I outline here the reasons and will also attach a simple experiment proving my point:
- To improve the performance of the main ML model the meta model should be able, somehow, to extract more information from the existing features than the main model does. There is no logical reason for which the meta model should find more information in the data than the main one;
- If cascading a meta-model after a main one was actually able to improve the overall trading performance then there is no reason to stop there; we could add a meta-meta-model trained on the meta-model predictions and continue like this ad-infinitum;
- Having a meta model correctly sizing the trades, or signals, is as difficult as having a model generating the right signals. If you imagine having a naive buy-and-hold main model, i.e. signal always equal to 1, then the burden of the performance would be completely on the meta-model which would need to decide if and how much to buy. I wish I had such a meta-model to tell me how much exposure to take in SPY!

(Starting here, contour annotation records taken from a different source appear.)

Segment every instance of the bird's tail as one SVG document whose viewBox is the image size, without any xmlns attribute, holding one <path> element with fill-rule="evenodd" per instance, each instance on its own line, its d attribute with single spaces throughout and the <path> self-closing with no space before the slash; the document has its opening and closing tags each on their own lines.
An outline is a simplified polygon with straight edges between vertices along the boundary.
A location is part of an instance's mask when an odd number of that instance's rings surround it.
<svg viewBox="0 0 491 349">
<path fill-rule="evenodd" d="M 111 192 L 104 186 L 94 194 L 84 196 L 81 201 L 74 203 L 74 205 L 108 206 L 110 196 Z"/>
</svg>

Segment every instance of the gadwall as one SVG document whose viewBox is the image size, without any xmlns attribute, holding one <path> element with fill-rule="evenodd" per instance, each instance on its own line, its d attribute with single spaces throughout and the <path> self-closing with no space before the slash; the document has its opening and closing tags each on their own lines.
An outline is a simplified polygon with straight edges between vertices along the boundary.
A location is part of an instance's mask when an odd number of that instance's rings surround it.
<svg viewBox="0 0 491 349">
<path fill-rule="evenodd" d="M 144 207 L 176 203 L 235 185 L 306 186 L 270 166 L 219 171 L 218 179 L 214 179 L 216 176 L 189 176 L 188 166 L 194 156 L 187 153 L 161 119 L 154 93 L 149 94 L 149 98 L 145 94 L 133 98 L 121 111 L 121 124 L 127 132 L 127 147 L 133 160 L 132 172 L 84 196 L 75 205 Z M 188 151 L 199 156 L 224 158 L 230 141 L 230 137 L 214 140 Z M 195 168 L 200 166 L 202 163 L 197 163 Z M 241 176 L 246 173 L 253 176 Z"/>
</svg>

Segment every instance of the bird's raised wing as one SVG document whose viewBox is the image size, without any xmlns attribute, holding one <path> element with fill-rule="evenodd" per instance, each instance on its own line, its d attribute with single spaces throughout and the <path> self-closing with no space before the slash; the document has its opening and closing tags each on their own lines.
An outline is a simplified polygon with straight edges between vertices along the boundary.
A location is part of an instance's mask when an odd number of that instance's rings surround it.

I attach here a simple algorithm using machine learning on simple technical features to either:
- Train a single, main-model, end-to-end and use the predicted probability of a profitable trade as the position size (parameter “use_meta” equal to 0)
- Train a main model on the trade direction and use a second, meta-model prediction to size the position to be taken (parameter “use_meta” equal to 1)
Comparison of algorithm with and without Meta-Labelling
I ran several simulations through a grid search varying only the parameter “use_meta” and you can see that, while the range of performance widens, the meta-model is not able to squeeze additional returns compared with a single end-to-end model (average sharpe ratio is lower).
Grid search with use_meta 0/1 over multiple seeds
To conclude I believe the merits of this technique are highlighting the importance of sizing properly a bet and providing a way to do that for existing discretionary models but I argue that it cannot increase the performance of a Machine Learning model trained end-to-end.
If you experimented with the same topic and you have similar or opposing views on the topic I’d be happy to know more!
Francescowww.beawai.com
MichaelMeyer01
Hi Francesco,
This is an interesting discussion and I have a few suggestions that might make the model better.
Let me know if you disagree with this or not, I would be happy to discuss if further!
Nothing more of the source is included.